John Bailey – The Kingfisher Diaries
December 31st 2012
Firstly can I wish everyone a very Happy New Year for tomorrow. I know over the last year or so I have been on my hobby-horse but the whole question of fish picking up a bait, feeling pressure and therefore dropping it, is one that is dominating my thoughts athrough out the year. I know bolt-rigs rely on high-octane pressure: they panic a fish into evasive action which results in self-hooking but, outside that arena, I think fish feeling pressure is frequently disastrous.
From the late summer onwards, I've been increasingly aware that barbel, chub, roach and pike will pick up baits and put them down very quickly if they feel there is anything wrong.
This is why I began to lay on with a float for barbel down on the Wye back in September. It was quite obvious that with normal quivertip and touch leger techniques, the barbel were rejecting baits very quickly indeed. The float gave them just a little more slack and built up a sense of security.

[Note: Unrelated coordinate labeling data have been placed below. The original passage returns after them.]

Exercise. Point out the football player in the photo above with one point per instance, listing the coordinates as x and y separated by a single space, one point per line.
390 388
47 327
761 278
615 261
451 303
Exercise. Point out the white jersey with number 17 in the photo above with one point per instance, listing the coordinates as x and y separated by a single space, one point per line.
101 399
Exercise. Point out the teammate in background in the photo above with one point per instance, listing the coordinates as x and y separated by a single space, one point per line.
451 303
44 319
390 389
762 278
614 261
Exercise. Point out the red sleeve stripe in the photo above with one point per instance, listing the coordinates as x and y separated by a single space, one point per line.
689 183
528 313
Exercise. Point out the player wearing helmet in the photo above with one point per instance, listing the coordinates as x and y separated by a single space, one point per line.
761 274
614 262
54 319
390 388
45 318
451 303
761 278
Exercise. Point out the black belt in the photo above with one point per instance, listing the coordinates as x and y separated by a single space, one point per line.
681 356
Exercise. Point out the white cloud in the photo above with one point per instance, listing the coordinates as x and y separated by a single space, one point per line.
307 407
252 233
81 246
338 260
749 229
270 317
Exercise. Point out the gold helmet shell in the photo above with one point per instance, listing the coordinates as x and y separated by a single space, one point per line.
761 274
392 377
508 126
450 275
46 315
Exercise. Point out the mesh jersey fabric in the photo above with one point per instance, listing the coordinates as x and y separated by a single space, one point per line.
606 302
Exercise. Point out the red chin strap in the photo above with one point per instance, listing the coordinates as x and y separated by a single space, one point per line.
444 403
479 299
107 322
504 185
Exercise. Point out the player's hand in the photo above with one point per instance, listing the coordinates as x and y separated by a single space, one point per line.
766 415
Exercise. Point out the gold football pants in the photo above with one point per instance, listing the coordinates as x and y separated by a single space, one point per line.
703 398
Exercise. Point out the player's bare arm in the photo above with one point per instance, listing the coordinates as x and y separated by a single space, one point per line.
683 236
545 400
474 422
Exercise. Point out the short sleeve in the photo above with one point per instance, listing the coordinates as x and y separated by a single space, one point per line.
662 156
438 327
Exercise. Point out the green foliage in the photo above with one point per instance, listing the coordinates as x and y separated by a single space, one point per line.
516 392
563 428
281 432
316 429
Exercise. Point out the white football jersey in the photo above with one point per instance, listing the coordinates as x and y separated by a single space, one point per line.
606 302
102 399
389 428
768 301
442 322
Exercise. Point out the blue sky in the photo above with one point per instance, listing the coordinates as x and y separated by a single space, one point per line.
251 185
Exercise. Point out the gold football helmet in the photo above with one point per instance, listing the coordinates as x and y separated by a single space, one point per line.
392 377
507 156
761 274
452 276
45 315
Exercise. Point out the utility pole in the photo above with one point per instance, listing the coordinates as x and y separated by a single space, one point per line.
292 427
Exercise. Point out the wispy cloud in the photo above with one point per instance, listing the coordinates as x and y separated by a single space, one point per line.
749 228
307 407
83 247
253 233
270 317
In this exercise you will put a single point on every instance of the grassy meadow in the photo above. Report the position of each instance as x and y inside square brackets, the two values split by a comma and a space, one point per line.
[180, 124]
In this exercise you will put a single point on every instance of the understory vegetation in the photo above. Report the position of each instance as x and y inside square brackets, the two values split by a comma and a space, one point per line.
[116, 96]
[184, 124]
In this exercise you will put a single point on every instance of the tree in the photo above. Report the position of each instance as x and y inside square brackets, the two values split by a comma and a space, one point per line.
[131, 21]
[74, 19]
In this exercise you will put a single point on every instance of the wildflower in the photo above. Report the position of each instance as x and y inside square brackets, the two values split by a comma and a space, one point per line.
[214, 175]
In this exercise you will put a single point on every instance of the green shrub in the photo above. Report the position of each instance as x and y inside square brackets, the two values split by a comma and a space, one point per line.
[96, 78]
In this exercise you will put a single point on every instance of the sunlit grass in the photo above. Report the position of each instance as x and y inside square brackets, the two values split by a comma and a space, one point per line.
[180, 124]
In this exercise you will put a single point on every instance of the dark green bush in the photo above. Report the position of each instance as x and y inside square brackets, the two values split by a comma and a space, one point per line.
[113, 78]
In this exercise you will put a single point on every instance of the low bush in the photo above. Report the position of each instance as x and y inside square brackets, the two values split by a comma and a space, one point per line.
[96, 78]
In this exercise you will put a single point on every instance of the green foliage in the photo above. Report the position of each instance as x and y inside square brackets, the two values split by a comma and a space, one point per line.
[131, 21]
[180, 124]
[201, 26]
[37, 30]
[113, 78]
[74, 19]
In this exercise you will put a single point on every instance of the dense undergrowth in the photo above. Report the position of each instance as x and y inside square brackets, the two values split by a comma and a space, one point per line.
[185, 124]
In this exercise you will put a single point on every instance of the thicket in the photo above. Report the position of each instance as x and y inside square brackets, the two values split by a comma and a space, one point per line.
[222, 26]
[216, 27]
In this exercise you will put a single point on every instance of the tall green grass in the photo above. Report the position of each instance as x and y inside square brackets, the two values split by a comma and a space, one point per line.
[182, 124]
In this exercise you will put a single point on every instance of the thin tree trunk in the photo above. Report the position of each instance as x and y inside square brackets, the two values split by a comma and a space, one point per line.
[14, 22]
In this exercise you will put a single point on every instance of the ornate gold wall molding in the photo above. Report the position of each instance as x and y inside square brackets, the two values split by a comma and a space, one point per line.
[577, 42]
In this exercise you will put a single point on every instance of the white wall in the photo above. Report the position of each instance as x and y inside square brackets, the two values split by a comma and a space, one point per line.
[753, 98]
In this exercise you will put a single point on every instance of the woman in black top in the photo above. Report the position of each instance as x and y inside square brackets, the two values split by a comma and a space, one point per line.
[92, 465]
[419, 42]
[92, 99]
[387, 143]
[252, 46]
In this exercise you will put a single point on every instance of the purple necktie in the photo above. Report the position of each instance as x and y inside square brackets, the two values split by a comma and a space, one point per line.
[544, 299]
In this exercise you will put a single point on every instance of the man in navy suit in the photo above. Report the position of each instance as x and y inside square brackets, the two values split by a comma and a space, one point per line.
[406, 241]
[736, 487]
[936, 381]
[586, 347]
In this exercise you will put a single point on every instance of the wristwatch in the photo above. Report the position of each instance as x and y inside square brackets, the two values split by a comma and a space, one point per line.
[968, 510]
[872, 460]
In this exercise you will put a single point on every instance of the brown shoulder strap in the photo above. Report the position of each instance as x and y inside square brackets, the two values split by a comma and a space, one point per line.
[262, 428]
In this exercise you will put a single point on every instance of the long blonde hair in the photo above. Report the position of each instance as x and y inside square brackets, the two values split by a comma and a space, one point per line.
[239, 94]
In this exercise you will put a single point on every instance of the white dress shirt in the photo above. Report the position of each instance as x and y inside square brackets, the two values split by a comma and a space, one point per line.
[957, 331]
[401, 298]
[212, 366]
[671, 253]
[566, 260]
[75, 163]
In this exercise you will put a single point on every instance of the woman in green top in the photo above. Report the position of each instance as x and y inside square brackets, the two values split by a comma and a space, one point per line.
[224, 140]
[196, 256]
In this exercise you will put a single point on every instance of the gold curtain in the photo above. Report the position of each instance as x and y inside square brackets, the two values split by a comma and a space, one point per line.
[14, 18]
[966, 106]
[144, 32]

It's laying on that's producing some good roach for me now on the River Wensum. And, when I'm piking, I try to make sure my rigs are as delicately balanced as I can possibly make them. Indeed, when I ‘m dead baiting, I'll go to any lengths to try and avoid using even the lightest of leads.
I am convinced that a lot of anglers don't even know a fish has picked up and rejected the bait, the majority of times this happens. I think we'd all be amazed how frequently big fish in particular inspect our bait minutely and then reject it. A biteless day needn't always be so if we think our rigs through very carefully.